Is Your Kid Ready for Kindergarten?

Kindergarten students sitting on the floor listening to teacher

The first day of kindergarten is a major milestone for young students and their parents. You might feel a little anxious as the big day approaches, and unsure if your little one is ready. What skills should your child have before making the leap to kindergarten?

Whether your child will be attending a public or private kindergarten (like Strelitz International Academy’s Early Years Program in Virginia Beach, VA), there are skills that, if mastered before school starts, will make the transition to kindergarten life much smoother.

Read on to learn some of the academic (and non-academic) activities your child should know before entering kindergarten.

Social/Emotional

– Separates from parents or caregivers easily.
– Adapts to new situations with relative ease.
– Sits quietly without interrupting.
– Expresses basic needs.
– Can play independently with other kids
– Works cooperatively and shares during playtime.
– Exhibits personal-care independence (i.e. using a tissue, washing hands, drinking from a water fountain).
– Knows when to say please, thank you, and excuse me.

Language & Reading

– Knows first and last name and can recognize the first name in print.
– Knows at least one parent’s first and last name, and can repeat home address, birthday, and an emergency phone number.
– Recognizes some or all alphabet letters, both uppercase and lowercase (doesn’t have to be in order), and can identify some letter sounds.
– Can say or sing the alphabet.
– Knows when two words rhyme.
– Recognizes familiar words and symbols, like stop signs.
– Pretends to read books.
– Offers input when being read to, and can tell personal stories.

Mathematics

– Recognizes and can say numbers 1-10 (not necessarily in order).
– Counts up to five objects.
– Arranges numbers in order from 1 to 5
– Identifies at least three shapes ( circle, square, triangle).
– Arrange objects in size order.

Reasoning

– Understands (and follows) directions with more than one step.
– Plays simple memory matching games.
– Classifies objects by physical features (i.e., color, shape, and size).
– Grasps the concepts of in/out, front/back, on/off, big/little, and up/down.
– Completes simple puzzles (up to four pieces).
– Identifies up to five colors.
– Understands the concept of cause and effect.
– Draws pictures to express ideas.

Physical Skills

– Holds a book and turns the pages.
– Builds with blocks.
– Opens lunch containers.
– Tries to tie their own shoes.
– Puts on and takes off a backpack.
– Uses buttons and zippers.
– Pour liquids without spilling.
– Uses pens, pencils, and art supplies with some control.
– Demonstrates gross motor skills like jumping, running, and/or bouncing a ball.
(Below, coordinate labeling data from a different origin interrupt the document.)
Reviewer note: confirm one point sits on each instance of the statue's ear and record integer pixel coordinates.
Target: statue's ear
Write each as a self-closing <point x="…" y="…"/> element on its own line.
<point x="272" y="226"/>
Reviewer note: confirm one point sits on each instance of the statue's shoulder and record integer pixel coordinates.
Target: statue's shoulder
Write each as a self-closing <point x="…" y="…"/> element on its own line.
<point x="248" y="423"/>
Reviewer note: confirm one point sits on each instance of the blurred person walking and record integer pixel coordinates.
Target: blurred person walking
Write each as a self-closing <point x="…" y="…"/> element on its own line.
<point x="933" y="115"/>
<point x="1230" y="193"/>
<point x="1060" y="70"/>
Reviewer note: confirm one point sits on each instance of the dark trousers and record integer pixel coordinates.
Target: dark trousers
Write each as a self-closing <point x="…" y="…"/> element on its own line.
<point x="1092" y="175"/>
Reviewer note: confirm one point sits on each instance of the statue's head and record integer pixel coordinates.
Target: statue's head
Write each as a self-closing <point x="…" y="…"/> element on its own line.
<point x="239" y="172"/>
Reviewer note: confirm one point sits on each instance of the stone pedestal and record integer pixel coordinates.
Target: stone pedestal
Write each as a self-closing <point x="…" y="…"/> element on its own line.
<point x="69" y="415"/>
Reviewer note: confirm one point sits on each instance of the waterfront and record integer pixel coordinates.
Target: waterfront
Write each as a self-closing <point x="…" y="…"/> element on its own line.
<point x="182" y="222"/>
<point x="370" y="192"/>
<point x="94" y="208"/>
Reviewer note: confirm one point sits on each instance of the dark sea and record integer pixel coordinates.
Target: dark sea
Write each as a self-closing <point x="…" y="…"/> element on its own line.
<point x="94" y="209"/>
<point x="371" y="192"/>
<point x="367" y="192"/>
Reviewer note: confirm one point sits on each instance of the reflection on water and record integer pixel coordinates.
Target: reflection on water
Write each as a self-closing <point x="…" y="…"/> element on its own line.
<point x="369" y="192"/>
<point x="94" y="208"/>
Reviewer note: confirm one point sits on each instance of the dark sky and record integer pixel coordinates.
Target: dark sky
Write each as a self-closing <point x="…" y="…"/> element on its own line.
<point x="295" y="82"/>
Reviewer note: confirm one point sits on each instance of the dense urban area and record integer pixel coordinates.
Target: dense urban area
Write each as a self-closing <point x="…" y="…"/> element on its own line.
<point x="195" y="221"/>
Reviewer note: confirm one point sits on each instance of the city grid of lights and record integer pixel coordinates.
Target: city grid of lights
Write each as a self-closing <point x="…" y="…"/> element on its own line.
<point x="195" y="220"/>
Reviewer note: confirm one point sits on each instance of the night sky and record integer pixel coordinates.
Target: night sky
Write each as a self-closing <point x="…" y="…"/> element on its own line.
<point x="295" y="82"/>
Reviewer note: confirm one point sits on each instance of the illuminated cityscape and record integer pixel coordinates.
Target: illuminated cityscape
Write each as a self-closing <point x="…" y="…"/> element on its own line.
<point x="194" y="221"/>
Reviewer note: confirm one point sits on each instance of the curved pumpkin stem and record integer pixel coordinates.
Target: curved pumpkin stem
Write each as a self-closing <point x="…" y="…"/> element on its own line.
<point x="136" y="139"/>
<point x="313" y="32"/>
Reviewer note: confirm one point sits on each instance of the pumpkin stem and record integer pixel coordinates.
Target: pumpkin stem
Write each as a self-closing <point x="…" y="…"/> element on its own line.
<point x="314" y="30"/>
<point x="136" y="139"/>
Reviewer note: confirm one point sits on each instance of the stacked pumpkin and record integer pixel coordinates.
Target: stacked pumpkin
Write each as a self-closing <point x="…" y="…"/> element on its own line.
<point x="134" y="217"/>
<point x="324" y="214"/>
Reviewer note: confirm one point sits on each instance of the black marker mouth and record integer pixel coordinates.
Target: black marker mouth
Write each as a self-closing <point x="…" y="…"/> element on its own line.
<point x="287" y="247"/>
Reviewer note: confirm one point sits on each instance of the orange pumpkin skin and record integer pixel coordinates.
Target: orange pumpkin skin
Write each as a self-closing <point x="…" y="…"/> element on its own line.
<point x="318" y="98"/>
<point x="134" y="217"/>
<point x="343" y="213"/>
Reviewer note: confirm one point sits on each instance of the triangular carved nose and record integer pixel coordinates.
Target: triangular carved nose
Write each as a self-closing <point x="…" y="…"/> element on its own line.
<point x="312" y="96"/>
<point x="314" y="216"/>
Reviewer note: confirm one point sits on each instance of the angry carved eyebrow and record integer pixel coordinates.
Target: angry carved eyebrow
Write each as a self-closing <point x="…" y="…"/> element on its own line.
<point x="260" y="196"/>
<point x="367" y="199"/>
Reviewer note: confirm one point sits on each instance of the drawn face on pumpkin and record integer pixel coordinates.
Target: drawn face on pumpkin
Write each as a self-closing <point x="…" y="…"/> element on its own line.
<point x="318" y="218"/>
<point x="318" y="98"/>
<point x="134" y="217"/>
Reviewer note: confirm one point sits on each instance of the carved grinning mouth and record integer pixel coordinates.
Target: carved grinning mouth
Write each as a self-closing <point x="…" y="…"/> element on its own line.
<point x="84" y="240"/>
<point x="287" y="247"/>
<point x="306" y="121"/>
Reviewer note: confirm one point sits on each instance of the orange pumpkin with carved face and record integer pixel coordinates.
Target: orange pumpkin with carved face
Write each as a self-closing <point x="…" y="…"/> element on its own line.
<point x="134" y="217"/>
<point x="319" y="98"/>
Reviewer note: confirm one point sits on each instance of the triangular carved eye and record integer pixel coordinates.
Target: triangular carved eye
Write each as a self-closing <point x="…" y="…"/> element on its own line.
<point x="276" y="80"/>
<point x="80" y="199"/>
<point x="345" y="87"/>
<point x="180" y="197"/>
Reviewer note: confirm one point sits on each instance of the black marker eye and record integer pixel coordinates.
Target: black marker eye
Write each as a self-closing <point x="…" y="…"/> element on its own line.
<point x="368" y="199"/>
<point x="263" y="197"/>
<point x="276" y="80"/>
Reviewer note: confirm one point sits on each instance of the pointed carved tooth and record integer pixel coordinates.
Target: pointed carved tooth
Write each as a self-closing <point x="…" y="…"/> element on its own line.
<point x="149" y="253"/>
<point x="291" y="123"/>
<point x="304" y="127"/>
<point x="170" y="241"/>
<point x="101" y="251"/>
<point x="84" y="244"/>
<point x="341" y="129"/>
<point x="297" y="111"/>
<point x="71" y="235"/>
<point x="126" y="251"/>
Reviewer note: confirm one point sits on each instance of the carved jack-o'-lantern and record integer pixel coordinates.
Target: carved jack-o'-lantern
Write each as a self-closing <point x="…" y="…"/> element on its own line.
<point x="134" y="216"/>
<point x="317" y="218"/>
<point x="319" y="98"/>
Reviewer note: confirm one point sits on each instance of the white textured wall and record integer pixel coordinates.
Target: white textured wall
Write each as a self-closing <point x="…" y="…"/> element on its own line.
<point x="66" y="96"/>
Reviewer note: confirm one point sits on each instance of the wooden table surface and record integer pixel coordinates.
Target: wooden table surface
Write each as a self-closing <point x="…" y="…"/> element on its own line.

This list might seem overwhelming, but don’t worry! It’s totally normal for children not to have mastered every single skill before kindergarten. Plus, there’s a lot you can do to help them get up to speed.

Some Ways to Help Prepare Your Child for Kindergarten

As mentioned above, your child might not master certain skills on the list until kindergarten – and you’ll be amazed at how much material teachers cover in a single year. But there are activities you can do with your preschooler to help prepare for kindergarten. Start by picking a few items on the checklist to try during playtime, and make a note of any that need more practice.

Encourage Independence at Home.

It may be faster to pitch in and help, but let your child dress himself, use the toilet, wash his hands, put on and take off his coat, and put on and remove his own shoes.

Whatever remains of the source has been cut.